Pipeline Quick Start Guide

Pipeline Setup

Create a pipeline environment using the instructions in here.

Move to the directory where you want to work, and create the following yaml files:

  • data.yaml - This is the dataset configuration file.

  • pipe.yaml - This is the pipeline global configuration file.

You’ll need to redefine both to your actual needs, in particular the data.yaml Examples of both files are provided in the src/StraKLIP/straklip/template directory.

The data.yaml file host three major sections:

  • target: this section host the information about the target that can be applied to all the sources in the catalog as whole

  • mvs_table: this section host the convection use by the provided input catalog for each column

  • unq_table: this section host the convection use by the provided input catalog for each column

The pipe.yaml file host 13 major sections:

  • instrument: here we record information about the instument used to acquire the data (for example the pixelscale, the name of the PAM, the array dimension etc.)

  • ncpu: number of CPU to be utilized running the pipelinme

  • redo: wheter overwrit output of existing steps

  • debug: wheter promt more verbose modes and plots

  • flow: enable which step the pipeline will go thorugh
    • buildhdf: build the dataframe where to store the output of the pipeline

    • mktiles: create small tiles, one for each source in the catalog (both for the multivisit and the average)

    • mkphotometry: perform aperture photometry on each tiles

    • fow2cells: break the FOW dividing the source in groups of close spatially related targets in order to minimize distorsion when building the PSF library and performin PSF subtraction

    • psfsubtraction: perform PSF subtraction on each tile, and create a residual tile.

    • klipphotometry: perform photometry on each residual tile and check the presence of a candidate companion

    • analysis: extract companions, and asses contrast curves (raw and calibrated through throuput) and mass sensitivity curves

  • paths: path mandatory for the pipeline
    • pyklip: path to pyklip

    • pam: path to Pixel Area Map for the instument

    • data: path to the fits file.

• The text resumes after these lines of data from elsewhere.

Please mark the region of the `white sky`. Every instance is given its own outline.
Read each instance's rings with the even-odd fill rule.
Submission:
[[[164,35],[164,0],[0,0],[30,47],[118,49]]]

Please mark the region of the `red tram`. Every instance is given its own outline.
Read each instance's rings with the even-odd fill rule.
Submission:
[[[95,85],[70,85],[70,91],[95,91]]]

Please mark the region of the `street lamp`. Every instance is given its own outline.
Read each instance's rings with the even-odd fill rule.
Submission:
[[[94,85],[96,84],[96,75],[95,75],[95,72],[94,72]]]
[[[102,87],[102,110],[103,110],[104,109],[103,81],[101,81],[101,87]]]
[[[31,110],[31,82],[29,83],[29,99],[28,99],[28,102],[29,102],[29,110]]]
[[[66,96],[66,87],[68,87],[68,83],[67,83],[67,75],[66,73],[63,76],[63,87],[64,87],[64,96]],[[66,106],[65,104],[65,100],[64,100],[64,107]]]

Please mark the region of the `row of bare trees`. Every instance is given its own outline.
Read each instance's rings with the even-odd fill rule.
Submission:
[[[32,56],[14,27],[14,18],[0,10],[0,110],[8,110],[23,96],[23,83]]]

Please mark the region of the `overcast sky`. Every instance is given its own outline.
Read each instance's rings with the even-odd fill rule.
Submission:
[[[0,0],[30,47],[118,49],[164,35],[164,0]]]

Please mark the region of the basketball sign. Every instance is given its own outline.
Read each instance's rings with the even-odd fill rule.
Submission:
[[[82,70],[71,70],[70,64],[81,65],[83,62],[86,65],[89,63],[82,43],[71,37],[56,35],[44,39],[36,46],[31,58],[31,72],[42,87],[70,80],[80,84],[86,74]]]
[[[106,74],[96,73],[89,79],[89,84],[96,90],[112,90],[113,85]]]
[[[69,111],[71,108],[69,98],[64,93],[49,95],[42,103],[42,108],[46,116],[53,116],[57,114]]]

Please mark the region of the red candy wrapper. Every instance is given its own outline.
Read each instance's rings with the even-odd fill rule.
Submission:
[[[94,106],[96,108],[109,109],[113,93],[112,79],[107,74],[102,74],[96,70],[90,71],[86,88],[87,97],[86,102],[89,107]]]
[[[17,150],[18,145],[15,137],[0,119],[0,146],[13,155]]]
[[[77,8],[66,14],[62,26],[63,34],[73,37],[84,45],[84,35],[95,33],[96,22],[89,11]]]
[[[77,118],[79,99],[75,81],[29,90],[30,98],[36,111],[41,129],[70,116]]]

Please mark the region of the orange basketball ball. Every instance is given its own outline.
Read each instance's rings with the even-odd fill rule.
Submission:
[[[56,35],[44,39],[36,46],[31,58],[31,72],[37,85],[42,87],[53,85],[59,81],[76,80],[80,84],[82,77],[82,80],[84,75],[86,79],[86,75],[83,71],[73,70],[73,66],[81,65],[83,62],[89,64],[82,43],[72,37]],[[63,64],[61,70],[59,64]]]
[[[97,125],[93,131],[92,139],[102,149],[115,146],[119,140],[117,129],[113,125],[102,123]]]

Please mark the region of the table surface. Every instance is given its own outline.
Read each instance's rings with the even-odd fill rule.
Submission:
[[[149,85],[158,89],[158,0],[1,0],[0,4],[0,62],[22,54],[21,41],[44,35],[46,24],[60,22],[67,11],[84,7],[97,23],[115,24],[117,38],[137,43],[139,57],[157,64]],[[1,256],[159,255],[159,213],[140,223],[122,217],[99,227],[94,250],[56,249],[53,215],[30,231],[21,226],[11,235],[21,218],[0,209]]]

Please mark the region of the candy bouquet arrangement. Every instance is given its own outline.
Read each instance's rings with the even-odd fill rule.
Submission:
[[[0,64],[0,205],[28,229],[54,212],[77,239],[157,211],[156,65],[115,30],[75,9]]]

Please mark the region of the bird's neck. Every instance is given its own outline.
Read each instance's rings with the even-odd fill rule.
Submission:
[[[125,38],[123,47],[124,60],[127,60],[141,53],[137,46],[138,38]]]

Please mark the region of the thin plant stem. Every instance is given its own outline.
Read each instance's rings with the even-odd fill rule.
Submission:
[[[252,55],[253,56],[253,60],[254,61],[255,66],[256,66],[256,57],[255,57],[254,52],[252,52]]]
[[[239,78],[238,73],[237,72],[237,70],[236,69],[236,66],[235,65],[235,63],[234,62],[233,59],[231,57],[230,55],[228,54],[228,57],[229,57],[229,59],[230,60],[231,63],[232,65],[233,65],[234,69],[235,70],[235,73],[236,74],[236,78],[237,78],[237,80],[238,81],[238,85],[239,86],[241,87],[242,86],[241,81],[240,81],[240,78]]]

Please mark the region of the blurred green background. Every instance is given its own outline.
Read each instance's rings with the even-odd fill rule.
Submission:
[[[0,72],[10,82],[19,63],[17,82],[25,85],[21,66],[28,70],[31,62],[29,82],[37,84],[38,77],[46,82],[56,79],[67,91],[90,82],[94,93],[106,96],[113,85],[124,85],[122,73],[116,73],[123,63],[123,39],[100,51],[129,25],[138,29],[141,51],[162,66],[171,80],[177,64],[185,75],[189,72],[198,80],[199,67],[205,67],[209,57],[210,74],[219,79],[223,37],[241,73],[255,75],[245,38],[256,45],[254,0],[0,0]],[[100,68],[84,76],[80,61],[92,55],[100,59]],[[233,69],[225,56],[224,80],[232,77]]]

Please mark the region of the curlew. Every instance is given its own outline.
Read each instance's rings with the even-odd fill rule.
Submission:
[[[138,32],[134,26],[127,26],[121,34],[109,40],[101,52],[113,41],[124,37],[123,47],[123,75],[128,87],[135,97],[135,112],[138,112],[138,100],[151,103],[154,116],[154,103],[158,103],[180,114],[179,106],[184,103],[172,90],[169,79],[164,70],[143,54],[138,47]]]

I in the data folder are genrally stored all the heavy files like the fits files

    • database: path to catalogs and supplementary material

    • out: path to the output directory for the pipeline

  • buildhdf: here we record all the specific option for this step of the pipeline. In particular, under default_mvs_table and default_unq_table, we record the default name the pipeline will look for twith the matched name provided by the input catalogs for that specifc column

  • mktiles: here we record all the specific option for this step of the pipeline

  • mkphotometry: here we record all the specific option for this step of the pipeline

  • fow2cells: here we record all the specific option for this step of the pipeline

  • psfsubtraction: here we record all the specific option for this step of the pipeline

  • klipphotometry: here we record all the specific option for this step of the pipeline

  • analysis: here we record all the specific option for this step of the pipeline

Before running the pipeline, you will need a series of HST _flc or _flt_ images, and a catalog recording the x, y coordinates and a few additional information of each sources on these images. Having their photometry might help, but it’s not mandatory. If needed, the pipeline will perform its own aperture photometry.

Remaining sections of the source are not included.